Il tasso globale di utilizzo della sabbia, è triplicato negli ultimi due decenni, in parte a causa dell’aumento dell’urbanizzazione, ed oggi supera di gran lunga il tasso naturale al quale la sabbia viene reintegrata, dall’erosione delle rocce da parte del vento e dell’acqua.
E qui, ironia della sorte, sta l’inutilità della sabbia del deserto. I granelli di sabbia del deserto, erosi dal vento piuttosto che dall’acqua, sono troppo lisci e arrotondati per legarsi insieme a fini di costruzione.
In più, come se non bastasse, vari Paesi stanno cominciando ad imporre restrizioni al prelievo di sabbia da coste, fiumi e laghi per prevenire l’erosione e salvaguardare il paesaggio.
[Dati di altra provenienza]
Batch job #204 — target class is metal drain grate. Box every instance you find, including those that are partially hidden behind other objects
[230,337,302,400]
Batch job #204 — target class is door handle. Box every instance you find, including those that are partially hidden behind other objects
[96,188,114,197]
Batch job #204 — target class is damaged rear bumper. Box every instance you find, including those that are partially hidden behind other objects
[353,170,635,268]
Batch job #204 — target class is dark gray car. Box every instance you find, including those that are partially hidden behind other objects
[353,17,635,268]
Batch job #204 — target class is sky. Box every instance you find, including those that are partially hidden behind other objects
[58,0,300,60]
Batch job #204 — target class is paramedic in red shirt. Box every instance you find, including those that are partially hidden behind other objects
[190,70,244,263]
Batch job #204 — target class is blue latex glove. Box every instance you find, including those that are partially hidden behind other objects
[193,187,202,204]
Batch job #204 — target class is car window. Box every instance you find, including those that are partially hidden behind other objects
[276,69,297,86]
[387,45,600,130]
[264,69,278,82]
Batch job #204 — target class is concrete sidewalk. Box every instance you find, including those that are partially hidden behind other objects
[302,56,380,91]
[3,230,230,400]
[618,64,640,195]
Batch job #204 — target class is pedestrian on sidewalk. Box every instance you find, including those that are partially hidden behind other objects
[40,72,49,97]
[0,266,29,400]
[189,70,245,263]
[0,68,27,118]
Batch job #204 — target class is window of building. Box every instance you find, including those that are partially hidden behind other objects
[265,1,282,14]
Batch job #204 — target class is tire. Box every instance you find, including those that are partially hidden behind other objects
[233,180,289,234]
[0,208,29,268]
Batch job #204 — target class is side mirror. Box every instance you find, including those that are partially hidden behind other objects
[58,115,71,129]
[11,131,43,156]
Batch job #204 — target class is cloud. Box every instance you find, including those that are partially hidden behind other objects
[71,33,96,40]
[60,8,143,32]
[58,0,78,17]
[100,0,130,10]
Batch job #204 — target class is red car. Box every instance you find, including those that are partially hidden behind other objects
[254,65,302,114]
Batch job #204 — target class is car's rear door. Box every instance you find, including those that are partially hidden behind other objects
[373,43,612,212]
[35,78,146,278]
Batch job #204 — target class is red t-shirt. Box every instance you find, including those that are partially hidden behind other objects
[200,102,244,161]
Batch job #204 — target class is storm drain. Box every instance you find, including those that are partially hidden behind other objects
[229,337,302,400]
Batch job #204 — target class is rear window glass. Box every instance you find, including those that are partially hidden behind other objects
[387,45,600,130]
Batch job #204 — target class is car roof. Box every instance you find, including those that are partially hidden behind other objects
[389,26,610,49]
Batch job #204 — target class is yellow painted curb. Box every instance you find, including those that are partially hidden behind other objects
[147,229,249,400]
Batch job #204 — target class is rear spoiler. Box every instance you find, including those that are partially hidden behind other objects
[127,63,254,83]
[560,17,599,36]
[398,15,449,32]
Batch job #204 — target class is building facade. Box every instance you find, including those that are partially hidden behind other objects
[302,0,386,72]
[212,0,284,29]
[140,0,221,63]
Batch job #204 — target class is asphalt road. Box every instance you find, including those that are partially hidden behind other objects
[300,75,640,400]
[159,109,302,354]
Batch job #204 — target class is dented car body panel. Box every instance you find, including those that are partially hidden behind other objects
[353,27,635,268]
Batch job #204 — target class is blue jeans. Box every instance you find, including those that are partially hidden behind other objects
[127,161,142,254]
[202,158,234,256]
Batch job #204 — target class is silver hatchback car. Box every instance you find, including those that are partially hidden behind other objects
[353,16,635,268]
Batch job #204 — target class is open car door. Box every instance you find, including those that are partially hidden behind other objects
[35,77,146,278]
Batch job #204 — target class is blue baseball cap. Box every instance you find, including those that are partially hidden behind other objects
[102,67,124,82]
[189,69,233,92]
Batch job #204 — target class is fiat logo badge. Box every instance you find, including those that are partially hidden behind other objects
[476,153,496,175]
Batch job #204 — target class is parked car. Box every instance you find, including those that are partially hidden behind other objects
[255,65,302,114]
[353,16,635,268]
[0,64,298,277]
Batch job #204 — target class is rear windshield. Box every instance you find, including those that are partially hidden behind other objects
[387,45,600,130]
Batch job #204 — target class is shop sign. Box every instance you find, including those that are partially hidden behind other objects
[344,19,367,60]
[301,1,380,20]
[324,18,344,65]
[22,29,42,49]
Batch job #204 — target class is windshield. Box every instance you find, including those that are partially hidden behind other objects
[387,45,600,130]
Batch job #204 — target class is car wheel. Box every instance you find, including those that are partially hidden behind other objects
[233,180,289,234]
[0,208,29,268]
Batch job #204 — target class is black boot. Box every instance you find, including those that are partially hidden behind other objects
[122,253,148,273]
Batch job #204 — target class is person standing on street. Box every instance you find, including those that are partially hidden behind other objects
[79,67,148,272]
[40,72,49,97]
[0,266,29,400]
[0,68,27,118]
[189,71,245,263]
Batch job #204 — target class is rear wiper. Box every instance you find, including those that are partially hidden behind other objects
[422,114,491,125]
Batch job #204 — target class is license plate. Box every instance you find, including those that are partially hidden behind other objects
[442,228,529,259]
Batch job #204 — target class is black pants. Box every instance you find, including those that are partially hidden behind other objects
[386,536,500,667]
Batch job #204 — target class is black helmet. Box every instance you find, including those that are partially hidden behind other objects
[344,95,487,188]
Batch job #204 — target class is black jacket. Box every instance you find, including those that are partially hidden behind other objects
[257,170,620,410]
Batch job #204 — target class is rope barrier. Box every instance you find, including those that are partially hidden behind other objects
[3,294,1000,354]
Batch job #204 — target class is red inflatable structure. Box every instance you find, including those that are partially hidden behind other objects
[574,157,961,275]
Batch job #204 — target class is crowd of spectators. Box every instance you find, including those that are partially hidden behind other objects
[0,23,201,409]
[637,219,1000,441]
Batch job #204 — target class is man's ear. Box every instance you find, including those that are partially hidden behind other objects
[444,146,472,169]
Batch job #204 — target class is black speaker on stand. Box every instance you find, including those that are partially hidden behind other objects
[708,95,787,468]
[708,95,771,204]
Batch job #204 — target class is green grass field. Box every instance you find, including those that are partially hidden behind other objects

E quindi? come se ne esce? Il Geneva’s Global Sand Observatory Initiative, ha identificato alcune priorità per la governance delle risorse di sabbia nei prossimi due anni:
- cooperazione sulla definizione degli standard globali di utilizzo della risorsa sabbia, in tutti i settori;
- ricerca di alternative convenienti e praticabili alla sabbia fluviale e marina;
- aggiornamento dei quadri ambientali, sociali e di governance aziendale nel settore finanziario per includere la sabbia;
- stabilire obiettivi regionali, nazionali e globali sull’uso della sabbia nella giusta scala.
L’ennesima sfida gestionale e ambientale, alla quale probabilmente non stavate pensando e che, invece, ha una rilevanza di portata globale.
SALUTI
Grazie per aver ascoltato The Future Of, davvero! Avresti potuto ascoltare la radio, avresti potuto far girare un vinile, avresti potuto mettere su una cassetta, avresti potuto usare uno stereotto, ehm, a sapere cosa fosse, e invece hai preferito The Future Of. E’ per questo che ti ringrazio, ed hai ancora centinaia di puntate da scoprire.
La frase della settimana. Winston Churchill ha scritto “Più a lungo si guarda indietro, più lontano si può guardare in avanti.”